Hacker News new | ask | show | jobs
by nailer 4500 days ago
'Linux might get DTrace-like capabilities via SystemTap'

Might? SystemTap's been stable & out of the box on RHEL 5 for years. The extensive list of default tap points are supported on production by RH. When I was doing systems stuff 5 years ago we used it for double checking TCP socket options that weren't normally exposed to userspace tools.

Dtrace can do some awesome stuff stap can't, like trace something from userspace down to kernel space. But systemtap does provide live instrumentation on running kernels and has for years.

PS: Just saw p93. Sun got in trouble for the obvious "Setting up SystemTap is difficult on distros that don't maintain, support, use or like SystemTap" years ago. This is repeated on p 93. Stop it, this makes Joyent look stupid, you're better than this.

And p100. Re: 'several million dollar E10K' performance? Red Hat were replacing them with Xeon's by 2003 (with Sun's old sales staff) and crushing them. Though that was SPARC's fault not Solaris's.

5 comments

It would be great if all Linux distributions had SystemTap out-of-the-box like RHEL. Or something with a sufficient feature set to solve problems (which may become ktap, or perf_events, or lttng). However, most of the Linux performance issues I'm debugging are on Ubuntu systems.
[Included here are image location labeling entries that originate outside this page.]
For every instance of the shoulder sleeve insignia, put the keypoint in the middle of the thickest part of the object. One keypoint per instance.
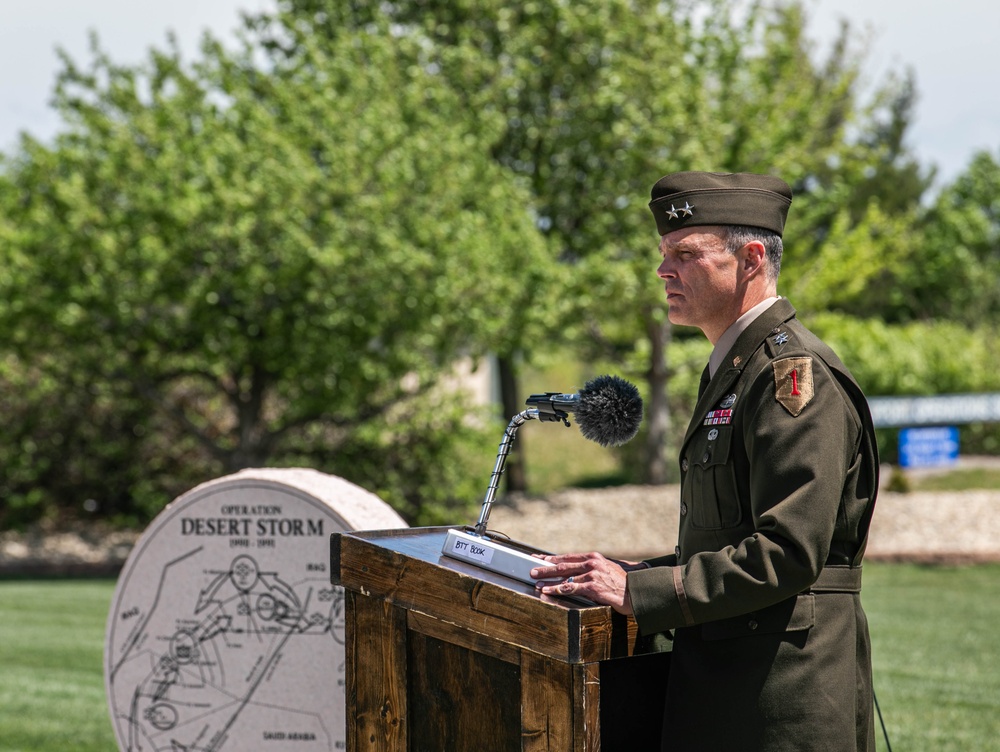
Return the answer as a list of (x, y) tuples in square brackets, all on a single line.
[(793, 384)]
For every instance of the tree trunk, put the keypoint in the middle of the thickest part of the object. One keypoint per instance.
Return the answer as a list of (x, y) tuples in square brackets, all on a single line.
[(658, 409), (515, 472)]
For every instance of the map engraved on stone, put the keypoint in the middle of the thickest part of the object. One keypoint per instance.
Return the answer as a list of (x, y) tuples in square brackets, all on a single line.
[(225, 633)]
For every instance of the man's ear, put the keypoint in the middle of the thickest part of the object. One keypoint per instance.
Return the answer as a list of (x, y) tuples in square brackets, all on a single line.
[(753, 256)]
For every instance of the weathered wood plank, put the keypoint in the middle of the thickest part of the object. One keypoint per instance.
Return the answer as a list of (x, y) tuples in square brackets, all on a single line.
[(546, 704), (410, 572), (376, 675), (480, 643), (461, 700)]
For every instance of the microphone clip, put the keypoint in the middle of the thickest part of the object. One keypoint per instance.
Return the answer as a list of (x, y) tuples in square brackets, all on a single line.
[(550, 407)]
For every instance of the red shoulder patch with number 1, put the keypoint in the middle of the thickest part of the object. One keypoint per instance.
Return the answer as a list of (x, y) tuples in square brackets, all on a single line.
[(793, 384)]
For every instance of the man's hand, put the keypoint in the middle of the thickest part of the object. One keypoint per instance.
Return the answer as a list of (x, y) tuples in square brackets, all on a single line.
[(588, 575)]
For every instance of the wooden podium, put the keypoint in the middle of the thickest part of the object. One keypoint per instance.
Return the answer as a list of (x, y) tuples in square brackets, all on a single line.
[(442, 655)]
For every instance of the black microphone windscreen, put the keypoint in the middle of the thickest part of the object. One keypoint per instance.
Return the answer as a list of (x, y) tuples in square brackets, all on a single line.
[(610, 410)]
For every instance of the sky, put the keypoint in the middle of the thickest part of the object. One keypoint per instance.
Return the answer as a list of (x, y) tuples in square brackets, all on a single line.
[(951, 47)]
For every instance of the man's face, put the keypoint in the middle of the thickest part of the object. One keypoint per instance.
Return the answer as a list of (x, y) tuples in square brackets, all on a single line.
[(701, 279)]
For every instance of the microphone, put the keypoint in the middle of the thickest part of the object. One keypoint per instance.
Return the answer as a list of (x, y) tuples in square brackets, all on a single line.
[(608, 409)]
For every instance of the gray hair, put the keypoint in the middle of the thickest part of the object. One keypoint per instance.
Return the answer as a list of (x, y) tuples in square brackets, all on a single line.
[(737, 236)]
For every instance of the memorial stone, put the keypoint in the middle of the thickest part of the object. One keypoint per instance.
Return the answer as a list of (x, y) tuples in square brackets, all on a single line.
[(224, 633)]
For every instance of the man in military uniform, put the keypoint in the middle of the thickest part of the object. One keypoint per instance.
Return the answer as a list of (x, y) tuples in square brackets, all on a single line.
[(779, 474)]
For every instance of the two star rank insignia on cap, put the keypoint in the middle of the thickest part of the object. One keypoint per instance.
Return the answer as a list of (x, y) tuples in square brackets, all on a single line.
[(685, 211)]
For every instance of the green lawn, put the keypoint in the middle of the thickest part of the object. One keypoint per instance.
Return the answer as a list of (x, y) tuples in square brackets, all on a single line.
[(51, 663), (934, 633)]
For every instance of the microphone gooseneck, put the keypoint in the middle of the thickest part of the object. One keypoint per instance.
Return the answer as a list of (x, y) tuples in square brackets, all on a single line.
[(608, 409)]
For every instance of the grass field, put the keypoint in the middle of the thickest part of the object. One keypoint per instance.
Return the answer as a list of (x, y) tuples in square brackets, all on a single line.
[(933, 629)]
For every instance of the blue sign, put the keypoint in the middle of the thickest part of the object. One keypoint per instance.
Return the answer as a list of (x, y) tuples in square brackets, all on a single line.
[(928, 447)]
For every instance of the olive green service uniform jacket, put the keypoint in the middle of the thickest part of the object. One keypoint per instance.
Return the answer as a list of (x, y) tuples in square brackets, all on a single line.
[(779, 476)]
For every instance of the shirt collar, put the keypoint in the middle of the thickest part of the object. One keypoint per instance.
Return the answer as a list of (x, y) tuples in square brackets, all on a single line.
[(729, 337)]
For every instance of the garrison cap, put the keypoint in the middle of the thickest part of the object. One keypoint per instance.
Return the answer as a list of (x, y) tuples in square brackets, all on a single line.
[(687, 199)]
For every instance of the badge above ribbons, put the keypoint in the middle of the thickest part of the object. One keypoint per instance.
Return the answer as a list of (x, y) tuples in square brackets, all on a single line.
[(793, 383)]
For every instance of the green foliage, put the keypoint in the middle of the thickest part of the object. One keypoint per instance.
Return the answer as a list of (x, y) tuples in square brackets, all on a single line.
[(912, 359), (598, 99), (959, 264), (262, 255)]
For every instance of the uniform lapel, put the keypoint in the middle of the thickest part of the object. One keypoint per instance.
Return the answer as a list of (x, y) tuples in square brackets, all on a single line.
[(735, 361)]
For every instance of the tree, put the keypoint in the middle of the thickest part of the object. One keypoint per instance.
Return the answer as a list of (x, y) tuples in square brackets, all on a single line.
[(601, 97), (956, 277), (282, 260)]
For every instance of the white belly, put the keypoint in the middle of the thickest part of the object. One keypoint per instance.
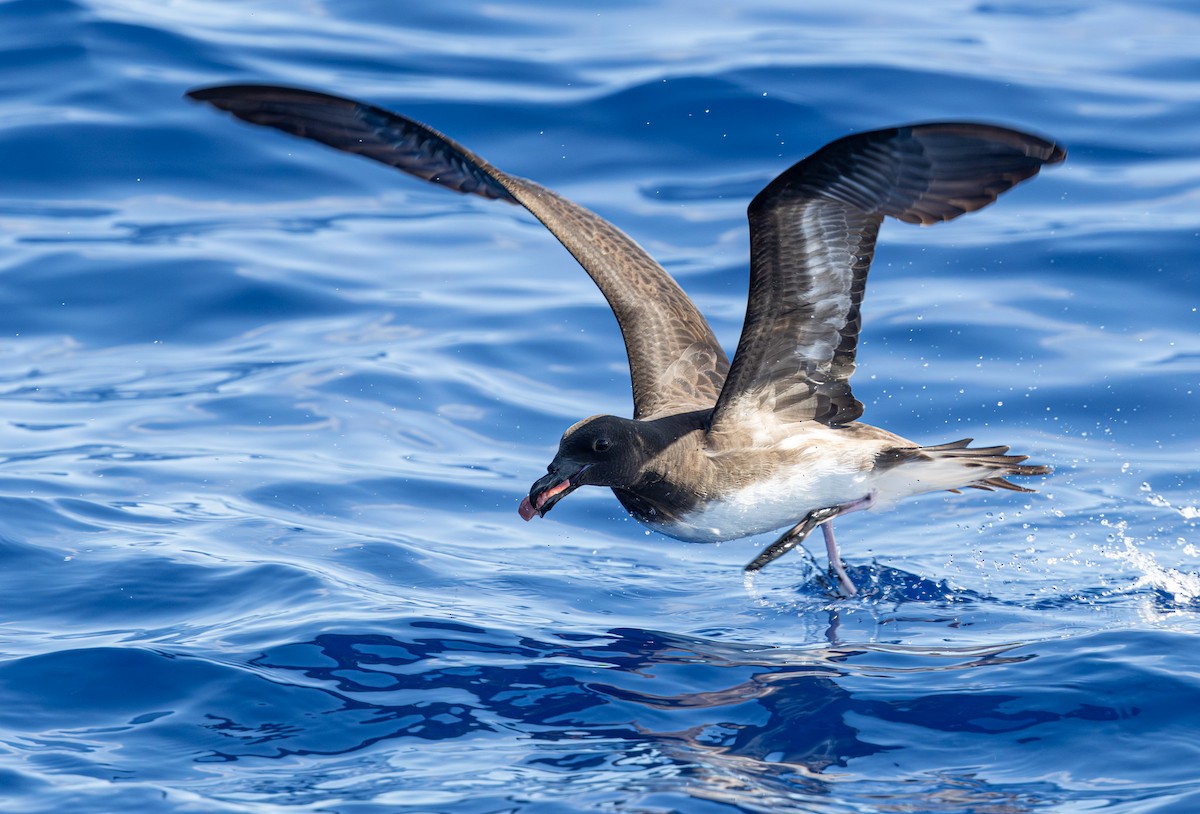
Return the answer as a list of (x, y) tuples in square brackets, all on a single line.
[(768, 506)]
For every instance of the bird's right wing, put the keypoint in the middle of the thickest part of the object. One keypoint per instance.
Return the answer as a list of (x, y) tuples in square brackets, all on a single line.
[(811, 240)]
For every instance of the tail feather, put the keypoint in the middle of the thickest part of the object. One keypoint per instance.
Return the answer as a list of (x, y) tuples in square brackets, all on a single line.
[(952, 467), (995, 460)]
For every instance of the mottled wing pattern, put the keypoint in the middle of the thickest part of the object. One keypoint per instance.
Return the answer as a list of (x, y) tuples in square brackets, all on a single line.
[(813, 234), (675, 360)]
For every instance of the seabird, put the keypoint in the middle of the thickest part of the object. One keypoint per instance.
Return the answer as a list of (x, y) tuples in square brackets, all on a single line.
[(718, 452)]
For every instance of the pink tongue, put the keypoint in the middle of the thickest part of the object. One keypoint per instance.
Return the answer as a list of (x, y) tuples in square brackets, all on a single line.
[(526, 509)]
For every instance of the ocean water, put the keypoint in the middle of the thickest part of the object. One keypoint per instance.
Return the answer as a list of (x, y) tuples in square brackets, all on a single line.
[(267, 412)]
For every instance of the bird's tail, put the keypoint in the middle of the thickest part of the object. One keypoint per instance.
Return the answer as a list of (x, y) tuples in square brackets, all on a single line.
[(993, 462)]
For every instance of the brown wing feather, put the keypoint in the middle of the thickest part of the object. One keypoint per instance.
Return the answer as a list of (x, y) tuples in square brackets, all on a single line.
[(813, 234), (675, 360)]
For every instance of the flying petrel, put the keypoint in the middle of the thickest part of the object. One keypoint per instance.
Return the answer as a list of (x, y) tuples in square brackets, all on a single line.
[(718, 452)]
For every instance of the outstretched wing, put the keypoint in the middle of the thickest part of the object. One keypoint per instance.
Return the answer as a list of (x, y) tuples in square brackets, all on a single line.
[(675, 360), (811, 240)]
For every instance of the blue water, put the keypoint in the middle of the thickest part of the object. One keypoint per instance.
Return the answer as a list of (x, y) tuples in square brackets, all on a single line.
[(267, 412)]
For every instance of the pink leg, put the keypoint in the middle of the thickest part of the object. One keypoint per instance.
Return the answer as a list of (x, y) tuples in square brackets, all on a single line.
[(835, 560)]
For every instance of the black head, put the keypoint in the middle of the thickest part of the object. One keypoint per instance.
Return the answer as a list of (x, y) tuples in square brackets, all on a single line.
[(603, 450)]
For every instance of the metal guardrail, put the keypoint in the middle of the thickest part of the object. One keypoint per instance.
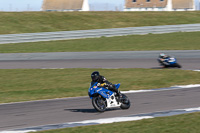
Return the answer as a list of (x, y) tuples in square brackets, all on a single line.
[(78, 34)]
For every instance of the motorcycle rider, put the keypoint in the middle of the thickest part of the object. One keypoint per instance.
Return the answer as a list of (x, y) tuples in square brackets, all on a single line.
[(96, 77), (162, 57)]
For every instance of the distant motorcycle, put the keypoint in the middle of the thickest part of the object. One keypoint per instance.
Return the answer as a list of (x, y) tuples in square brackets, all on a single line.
[(169, 62), (103, 98)]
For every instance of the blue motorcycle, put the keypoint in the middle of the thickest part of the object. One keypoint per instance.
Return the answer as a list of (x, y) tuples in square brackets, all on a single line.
[(103, 98), (169, 62)]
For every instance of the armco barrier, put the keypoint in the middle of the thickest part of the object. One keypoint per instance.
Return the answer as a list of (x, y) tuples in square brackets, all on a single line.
[(78, 34)]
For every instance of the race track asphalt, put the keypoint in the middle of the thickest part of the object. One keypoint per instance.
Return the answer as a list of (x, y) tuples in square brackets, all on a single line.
[(189, 59), (35, 113)]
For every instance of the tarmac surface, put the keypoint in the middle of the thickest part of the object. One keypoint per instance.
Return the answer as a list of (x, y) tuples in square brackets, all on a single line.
[(36, 113), (189, 59)]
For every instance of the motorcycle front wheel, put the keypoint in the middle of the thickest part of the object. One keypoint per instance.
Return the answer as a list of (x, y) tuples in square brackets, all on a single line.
[(125, 102), (99, 104)]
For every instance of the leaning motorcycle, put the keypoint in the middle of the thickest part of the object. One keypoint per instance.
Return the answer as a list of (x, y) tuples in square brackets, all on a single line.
[(169, 62), (103, 98)]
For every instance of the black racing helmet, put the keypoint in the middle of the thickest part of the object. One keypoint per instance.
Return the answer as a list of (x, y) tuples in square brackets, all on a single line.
[(95, 75)]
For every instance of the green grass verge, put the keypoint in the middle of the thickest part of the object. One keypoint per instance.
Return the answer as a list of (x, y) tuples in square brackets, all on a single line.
[(186, 123), (170, 41), (28, 22), (34, 84)]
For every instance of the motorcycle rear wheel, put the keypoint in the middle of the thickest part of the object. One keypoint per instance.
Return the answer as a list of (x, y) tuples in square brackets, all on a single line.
[(125, 102), (99, 104)]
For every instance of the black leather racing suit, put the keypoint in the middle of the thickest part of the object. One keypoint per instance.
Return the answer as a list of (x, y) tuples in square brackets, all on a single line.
[(109, 85)]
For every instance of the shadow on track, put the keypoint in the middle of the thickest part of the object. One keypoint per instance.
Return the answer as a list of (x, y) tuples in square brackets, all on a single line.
[(89, 110), (82, 110)]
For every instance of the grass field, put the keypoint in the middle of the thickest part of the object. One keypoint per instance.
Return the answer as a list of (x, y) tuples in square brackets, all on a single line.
[(186, 123), (26, 22), (170, 41), (34, 84)]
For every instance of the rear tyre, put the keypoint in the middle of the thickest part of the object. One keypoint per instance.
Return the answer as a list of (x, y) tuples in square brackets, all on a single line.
[(99, 104), (178, 65), (125, 102)]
So the question remains: when will Linux-at-large get this capability?

Red Hat can certainly say that SystemTap is obviously a priority on their OS, and they can only make best effort for others. I said this in the talk. Indeed, a working SystemTap should be an incentive to run RHEL. It is a compelling argument -- the benefits of a working SystemTap are enormous (which I also explained in the talk). Sun made basically the same argument for switching to Solaris: a working DTrace.

Although, I'm not sure that using SystemTap is entirely safe for production yet, which I said was the most important priority. I notice that this related kernel panic is still not fixed:

http://sourceware.org/bugzilla/show_bug.cgi?id=2725

Although some recent and promising progress has happened in the past few months, as noted by the bug! I only care about this bug because I sometimes trace large subsets of the kernel (eg, all functions in a module or driver), and I think I've hit the same related issue. I don't actually need to trace everything.

You said that DTrace can trace from userspace to kernel, which SystemTap can't. I'm not sure if there's a specific case you're referring to, but SystemTap nowadays can indeed trace userspace to kernel (via uprobes), and a lot of work has been happening to get SystemTap userspace tapsets to work.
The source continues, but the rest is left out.